Lord, Jesus, give me the strength!

They basically did not pay me for a whole week of pay because of some damn mistake- someone can't count right. How the heck did you make it through four years of college and grad school and not learn how to count? I have bills to pay, life is real, I cannot afford for you to mess up my paycheck. It was the first of the month too...SMH.

Ok, ok. But people make mistakes. So I kind of forgave them seeing how they corrected the issue and the missing money should be showing up on my next check.

But then! Thing 2 messed up again [Can Thing 1, who is more experienced, please not go on vacation anymore and if he does, can he please teach Thing 2 how to do his job CORRECTLY?] He scheduled me for too many hours last week... This is not slave labor, you did not pay me, I will not be working no damn overtime for you. And then, this week he scheduled me for not enough hours. When I brought this issue to his attention and demanded he give me back my damn shifts so I can work the 40 hours a week I was promised, he replies:
"Sorry for the mistake, unfortunately, we already filled the schedule."
A ha ha ha ha ha. That is the funniest sugar honey ice tea I have ever heard. What do they think this is?
FUCK YOU, PAY ME!

Let's just say I had to get ignorant and you better believe I am working my 40 hours. I think he learned his lesson. Never ever play with Nikki C's money. And if they mess up my next check, you better believe I'm going in that office and I am going to accuse them of thinking they run a slave-operated business. My friend who they did not pay at all (yah see what kind of mess they on?)since summer began did the same thing. She said it scared them s**tless. LMAO.

I really really do hope all goes well.

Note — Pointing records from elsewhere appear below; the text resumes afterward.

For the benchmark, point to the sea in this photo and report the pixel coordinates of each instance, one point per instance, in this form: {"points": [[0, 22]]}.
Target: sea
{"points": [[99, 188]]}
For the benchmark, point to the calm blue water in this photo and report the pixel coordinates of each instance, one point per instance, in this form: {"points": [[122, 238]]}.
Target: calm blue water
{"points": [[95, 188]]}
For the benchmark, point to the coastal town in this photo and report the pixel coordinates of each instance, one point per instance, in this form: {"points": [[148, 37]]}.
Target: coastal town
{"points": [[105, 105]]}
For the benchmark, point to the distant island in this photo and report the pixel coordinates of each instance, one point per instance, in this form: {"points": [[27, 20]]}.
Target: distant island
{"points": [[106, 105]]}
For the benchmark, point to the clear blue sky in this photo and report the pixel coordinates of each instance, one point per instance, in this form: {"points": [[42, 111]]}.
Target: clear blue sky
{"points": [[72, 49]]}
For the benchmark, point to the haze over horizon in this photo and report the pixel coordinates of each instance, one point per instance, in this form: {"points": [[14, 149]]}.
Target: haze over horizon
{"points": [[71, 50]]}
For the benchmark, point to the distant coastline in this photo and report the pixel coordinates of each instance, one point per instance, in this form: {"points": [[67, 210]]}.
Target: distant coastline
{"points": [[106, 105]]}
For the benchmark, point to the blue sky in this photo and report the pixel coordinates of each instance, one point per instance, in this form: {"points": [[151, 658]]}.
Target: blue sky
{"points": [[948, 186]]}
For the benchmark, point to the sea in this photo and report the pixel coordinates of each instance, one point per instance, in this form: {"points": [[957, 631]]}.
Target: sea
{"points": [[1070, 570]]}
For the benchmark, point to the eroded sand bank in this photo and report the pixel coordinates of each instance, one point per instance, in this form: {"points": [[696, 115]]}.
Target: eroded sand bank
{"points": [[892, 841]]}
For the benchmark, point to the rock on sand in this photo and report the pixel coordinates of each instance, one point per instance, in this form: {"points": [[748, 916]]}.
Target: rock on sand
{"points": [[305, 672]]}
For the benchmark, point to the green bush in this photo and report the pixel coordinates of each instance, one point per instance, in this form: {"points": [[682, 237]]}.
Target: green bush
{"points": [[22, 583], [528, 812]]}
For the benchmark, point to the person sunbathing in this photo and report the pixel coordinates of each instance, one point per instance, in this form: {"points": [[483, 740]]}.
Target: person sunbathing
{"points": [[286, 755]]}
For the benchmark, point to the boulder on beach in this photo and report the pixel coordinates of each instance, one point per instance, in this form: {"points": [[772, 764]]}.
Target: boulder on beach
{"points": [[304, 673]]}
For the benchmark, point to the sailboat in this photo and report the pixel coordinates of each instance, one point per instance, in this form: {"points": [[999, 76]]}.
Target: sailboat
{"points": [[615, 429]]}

SMH. All I got to do is make it through summer.

Wednesday, July 1, 2009

To Be In Like??


Maybe, He can be my King and I can be his Queen
Even though I cut men out of my life, I appreciate the men still in it.

I have many guy friends.

And since I went to a great high school and go to an even better university I am constantly surrounded by strong, beautiful, brilliant Black men. Black men doing something with their lives. Black men who are definitely going somewhere.

So I can't help it. I can't help the fact that I admire, maybe even secretly like some of my guy friends. I don't really like them but if one of them asked me to be his girlfriend I would jump on the bandwagon, quickly. lol. Except for the fact that they are my friends and sometimes you just can't jeopardize friendship. So in the meantime I just say "watch, I'm gonna marry him one day." LMAO.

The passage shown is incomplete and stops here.